Denkmal für die Opfer politischer Repressionen

In den 1940er Jahren, nach dem Ende des Zweiten Weltkriegs, wurde Swijaschsk eine Unterabteilung der GAUAG und diente der Unterbringung von Gefangenen (hauptsächlich politischer Herkunft) sowie von Behinderten, die während der Feindseligkeiten verletzt wurden. Das Denkmal für die Opfer der Repression wurde 2011 errichtet. Es handelt sich um ein Steingitter, durch das ein Gefangener eine Taube freilässt.

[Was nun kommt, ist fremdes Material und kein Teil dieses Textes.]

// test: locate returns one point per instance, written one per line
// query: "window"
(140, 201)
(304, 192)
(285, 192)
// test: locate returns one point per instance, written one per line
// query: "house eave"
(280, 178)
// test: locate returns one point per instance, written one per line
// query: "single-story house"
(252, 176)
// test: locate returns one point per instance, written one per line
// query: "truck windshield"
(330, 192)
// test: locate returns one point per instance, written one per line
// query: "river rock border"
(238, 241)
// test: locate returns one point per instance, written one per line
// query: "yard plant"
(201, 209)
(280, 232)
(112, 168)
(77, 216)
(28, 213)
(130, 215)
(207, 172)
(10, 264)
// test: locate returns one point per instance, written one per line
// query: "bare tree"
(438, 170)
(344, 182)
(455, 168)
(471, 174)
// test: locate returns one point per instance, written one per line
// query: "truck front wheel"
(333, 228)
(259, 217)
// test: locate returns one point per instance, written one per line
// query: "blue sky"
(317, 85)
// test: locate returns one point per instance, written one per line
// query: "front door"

Denkmal für die Opfer politischer Repressionen

„Haus des Kaufmanns Kamenew“

Das Gebäude befindet sich am Rozhdestvenskaya-Platz und beherbergt das gleichnamige Hotel. Das historische Gebäude aus Stein und Holz wurde im 19. Jahrhundert erbaut und gehörte dem Kaufmann F. T. Kamenev. Dieses Gebäude ist jedoch bis heute nicht erhalten. Im Jahr 2011 wurde an seiner Stelle ein neues Haus errichtet. Die Restauratoren versuchten, das ursprüngliche Erscheinungsbild und die Innenausstattung so weit wie möglich wiederherzustellen.

„Haus des Kaufmanns Kamenew“

Das Gebäude des Frauengymnasiums

Ein rotes Backsteingebäude aus dem frühen 20. Jahrhundert. Es erfüllt noch immer seinen Zweck (hier befindet sich die weiterführende Schule). Gotische Elemente sind an der zentralen Fassade des Gebäudes zu erkennen – sie werden durch die Lanzettenform der Fenster und das unter dem Dach befindliche rosafarbene Buntglasfenster angezeigt – eine architektonische Technik, die für katholische Kirchen charakteristisch ist.

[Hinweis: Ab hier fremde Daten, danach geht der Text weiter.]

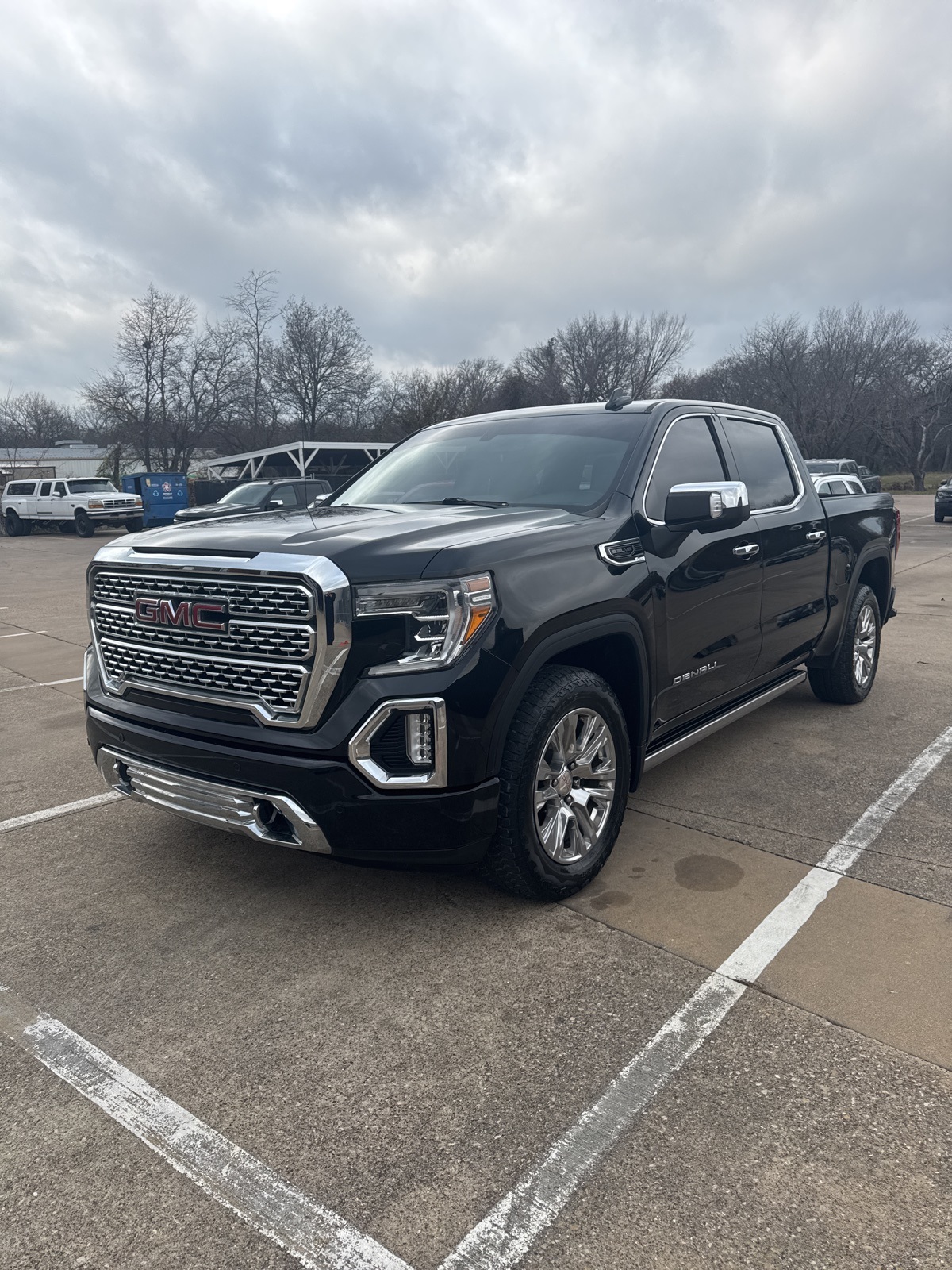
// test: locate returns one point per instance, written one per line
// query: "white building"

Das Gebäude des Frauengymnasiums

„Alter Wasserturm“

Einer der zahlreichen Ausstellungsräume des Museumsreservats „Inselstadt Swijaschsk“, untergebracht in einem zweistöckigen Gebäude, das einst Teil des Wasserbausystems von Swijaschsk war. Der erste Stock – der Sockel des Turms – besteht aus Stein, der zweite aus Holz. Im Inneren gibt es eine kleine Ausstellung mit Gemälden lokaler Künstler und eine Ausstellung mit Kunsthandwerk.

„Alter Wasserturm“

Komplex „Lazy Torzhok“

Der Komplex ist eine historische Rekonstruktion von Swijaschsk, wo Sie in die einzigartige Atmosphäre vergangener Jahrhunderte eintauchen können. Hier gibt es Handwerksbetriebe und Schießstände, regelmäßig werden spontane Militärduelle in voller historischer Kleidung ausgetragen und nationale Gerichte zubereitet. Sie können auch eine Ausstellung antiker Waffen und Rüstungen besuchen.

Komplex „Lazy Torzhok“

Pferdehof

Der Pferdehof befindet sich in der Nähe des Mariä Himmelfahrt-Klosters. Das Gebäudeensemble ist ein Baudenkmal. Nach der Restaurierung wurde auf dem Gelände des Hofes ein Unterhaltungskomplex eröffnet. Hier können Sie reiten, eine Schmiede, Bäckerei und Honigläden besuchen, eine Kutsche bestellen und damit durch Swijaschsk fahren, in einem Restaurant speisen und Souvenirs kaufen.

Pferdehof

Wolga

Swijaschsk liegt auf einer Insel, die durch eine Landenge mit dem „Festland“ verbunden ist, genau an der Stelle, an der Swijaga und Wolga zusammentreffen und weite Landzungen von unglaublicher Schönheit bilden. Die Stadt sieht von den vorbeifahrenden Ausflugsbooten aus sehr malerisch aus. Kleine Inseln und Landflächen sind in der Mitte der spiegelglatten Wasseroberfläche verstreut und verleihen der umliegenden Landschaft eine einzigartige Note.